Tilburg University, TU/e, and VNO-NCW organized a gathering in the “Kathedralenbouwers” or “Cathedral Builders” series, focused on the theme of democracy. The metaphor they used was that of a cathedral that took centuries to build.
Multiple generations contributed to its construction, knowing they would never see the finished result. Because they recognized its long-term importance, they dedicated themselves to it.
Afterward, I stepped back into today’s world. A world in which social media posts shape the conversation today and are forgotten again tomorrow. They are served up by algorithms that filter for what aligns with your existing beliefs. This creates digital halls of mirrors: wherever you look, you find confirmation that you are right. Even when your views have little or no merit.
That gives rise to “bubbles” that, for example, regard science and opinions as carrying equal weight in public debate. That is a challenge for democracy, but also for science. Because those who no longer doubt never learn anything new and stop developing.
For science, doubt is the fuel. And doubt begins with curiosity, and therefore with being open to other perspectives. As a well-known fictional soccer coach once said on television: be curious, not judgmental.
To me, that principle is very much part of the mission of universities. As closed institutions, they cannot help build the society of tomorrow. External influences and new perspectives are essential.
Alumni are an important source of those influences. They take the knowledge they have gained into the wider world, apply it, and enrich it through their experiences. Armed with that experience, they can help future generations of students and their alma mater.
Is that already happening? Yes. Is it happening enough? Not by a long shot.
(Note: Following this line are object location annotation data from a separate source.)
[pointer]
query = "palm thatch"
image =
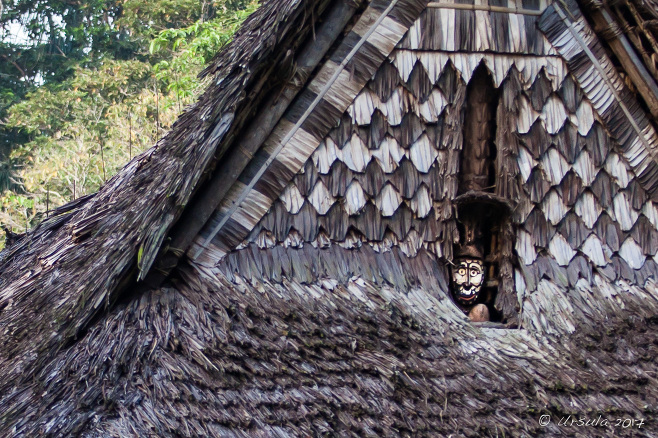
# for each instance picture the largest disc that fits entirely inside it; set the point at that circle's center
(312, 296)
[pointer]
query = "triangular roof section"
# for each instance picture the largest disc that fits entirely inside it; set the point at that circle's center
(221, 355)
(568, 31)
(319, 107)
(84, 256)
(511, 31)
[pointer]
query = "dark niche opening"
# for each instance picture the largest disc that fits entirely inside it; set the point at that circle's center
(481, 261)
(481, 270)
(478, 156)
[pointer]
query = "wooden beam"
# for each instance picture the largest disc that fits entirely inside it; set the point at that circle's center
(488, 8)
(256, 133)
(633, 65)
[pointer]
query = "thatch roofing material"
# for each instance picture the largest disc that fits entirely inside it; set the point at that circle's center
(58, 279)
(566, 28)
(317, 109)
(312, 328)
(213, 357)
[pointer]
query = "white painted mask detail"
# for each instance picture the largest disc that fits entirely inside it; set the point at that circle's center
(467, 277)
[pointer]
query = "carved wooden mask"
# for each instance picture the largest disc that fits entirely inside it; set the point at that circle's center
(467, 279)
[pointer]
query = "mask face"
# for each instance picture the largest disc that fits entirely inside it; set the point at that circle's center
(467, 278)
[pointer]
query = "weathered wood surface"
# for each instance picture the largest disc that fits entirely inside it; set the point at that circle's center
(329, 93)
(566, 28)
(228, 356)
(332, 315)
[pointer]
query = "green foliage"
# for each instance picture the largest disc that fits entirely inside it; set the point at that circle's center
(72, 131)
(193, 46)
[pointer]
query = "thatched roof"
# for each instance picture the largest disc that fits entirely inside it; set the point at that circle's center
(297, 285)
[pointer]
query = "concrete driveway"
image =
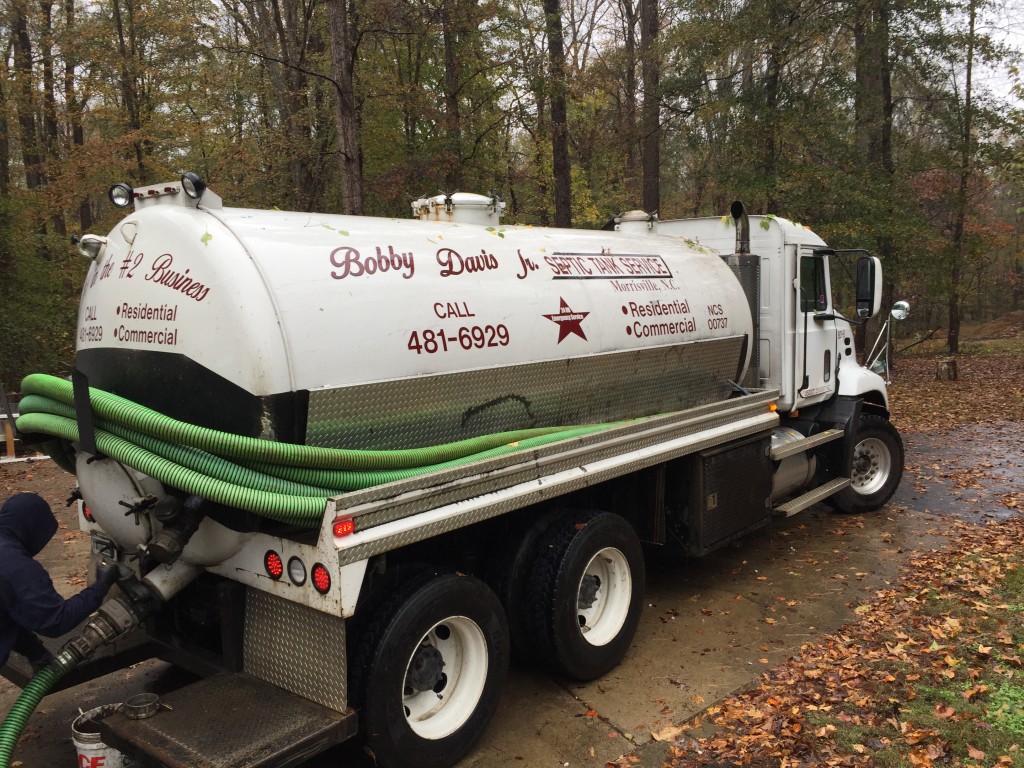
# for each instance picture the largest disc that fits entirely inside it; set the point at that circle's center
(711, 626)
How wonderful it would be if universities and their alumni did even more to help one another stay current and continue developing throughout their lives. Together, they would be building—stone by stone—a cathedral of collaboration, progress, discoveries, and above all the mindset that underpins it: be curious.
Edith Snelders is head of office for Alumni Relations and University Fund Eindhoven. The views expressed in this column are her own.
This column was translated using AI-assisted tools and reviewed by an editor.